Categories: Business

Inflation, interest rates impacting more British Columbians

More than half of British Columbians say they are within $200 of making ends meet each month, according to new data.

Bankruptcy firm MNP Canada’s latest Consumer Debt Index was released this week, and sheds light on the effects of inflation and interest rate increases in BC and beyond.

“Amid the high cost of living, households are facing a variety of financial pressures, leaving little room in their budgets,” said Linda Paul, an insolvency trustee at MNP Canada in a statement.

“The rising burden of household expenses and food prices has exacerbated the financial worries of British Columbians. That’s compounded by high debt servicing costs, especially for those with more debt.

The percentage of people who reported being within $200 unable to pay their bills jumped to 52, up eight points from the previous quarter – the biggest increase of all provinces.

This increase comes as the average British Columbian, according to MNP, is shelling out $206 more per month on necessities compared to last year.
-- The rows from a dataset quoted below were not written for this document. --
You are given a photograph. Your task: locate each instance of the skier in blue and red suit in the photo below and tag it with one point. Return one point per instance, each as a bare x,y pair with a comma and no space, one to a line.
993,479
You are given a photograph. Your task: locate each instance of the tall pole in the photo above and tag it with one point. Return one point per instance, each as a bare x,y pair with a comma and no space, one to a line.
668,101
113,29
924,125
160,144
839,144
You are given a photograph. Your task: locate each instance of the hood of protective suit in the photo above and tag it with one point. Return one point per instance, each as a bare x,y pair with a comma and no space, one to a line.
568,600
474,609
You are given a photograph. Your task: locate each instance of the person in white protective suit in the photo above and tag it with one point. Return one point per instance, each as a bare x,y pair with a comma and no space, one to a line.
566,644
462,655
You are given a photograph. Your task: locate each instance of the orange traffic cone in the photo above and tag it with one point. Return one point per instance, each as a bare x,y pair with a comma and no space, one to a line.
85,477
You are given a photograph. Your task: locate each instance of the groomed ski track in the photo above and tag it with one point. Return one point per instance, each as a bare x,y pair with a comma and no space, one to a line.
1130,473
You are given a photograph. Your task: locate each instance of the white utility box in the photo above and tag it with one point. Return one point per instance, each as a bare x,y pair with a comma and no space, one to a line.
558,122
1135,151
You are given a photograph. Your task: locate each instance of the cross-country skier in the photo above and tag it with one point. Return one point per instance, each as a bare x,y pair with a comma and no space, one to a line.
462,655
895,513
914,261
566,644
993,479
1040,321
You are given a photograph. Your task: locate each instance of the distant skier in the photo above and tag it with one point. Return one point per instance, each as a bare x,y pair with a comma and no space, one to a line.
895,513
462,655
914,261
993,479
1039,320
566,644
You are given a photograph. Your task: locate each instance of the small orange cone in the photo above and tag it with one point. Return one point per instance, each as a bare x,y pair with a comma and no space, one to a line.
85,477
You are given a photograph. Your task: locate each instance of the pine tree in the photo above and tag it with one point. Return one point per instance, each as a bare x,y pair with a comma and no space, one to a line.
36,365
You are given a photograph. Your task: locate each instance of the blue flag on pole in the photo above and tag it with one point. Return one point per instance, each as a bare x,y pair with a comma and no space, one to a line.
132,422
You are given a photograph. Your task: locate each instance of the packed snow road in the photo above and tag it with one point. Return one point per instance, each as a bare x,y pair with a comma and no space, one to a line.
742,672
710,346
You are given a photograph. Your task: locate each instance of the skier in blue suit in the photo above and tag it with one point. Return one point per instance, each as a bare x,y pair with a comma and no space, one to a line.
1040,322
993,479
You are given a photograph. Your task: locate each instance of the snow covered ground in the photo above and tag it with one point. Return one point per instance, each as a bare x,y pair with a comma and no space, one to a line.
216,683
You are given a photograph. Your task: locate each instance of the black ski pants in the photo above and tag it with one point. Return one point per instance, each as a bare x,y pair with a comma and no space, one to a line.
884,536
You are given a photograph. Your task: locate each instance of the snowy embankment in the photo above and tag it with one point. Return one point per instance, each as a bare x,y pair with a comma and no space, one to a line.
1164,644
“While households are trying to control expenses and spend more carefully, others have exhausted all possibilities to cut. They’ve traded in the cheapest items at the grocery store and cut down on their entertainment spending. Despite these measures, they still struggle with necessities like putting food on the table or paying their mortgage or rent,” Paul wrote in a media release.

“That leaves individuals with difficult choices about which bills to prioritize and which they should postpone or abandon.”

Perhaps unsurprisingly, 49 percent of people surveyed said they regret taking on debt and are worried about paying it back. This also represents an increase in the form of the previous quarter.

When it comes to the impact of interest rates, 68 percent said they felt the impact of higher rates and 60 percent said the increase made them more worried about paying their debts. .

Nationwide, MNP found that the percentage of people who reported not being able to meet all of their financial obligations rose to 35 percent – ​​the highest recorded in the five years the index has been in existence.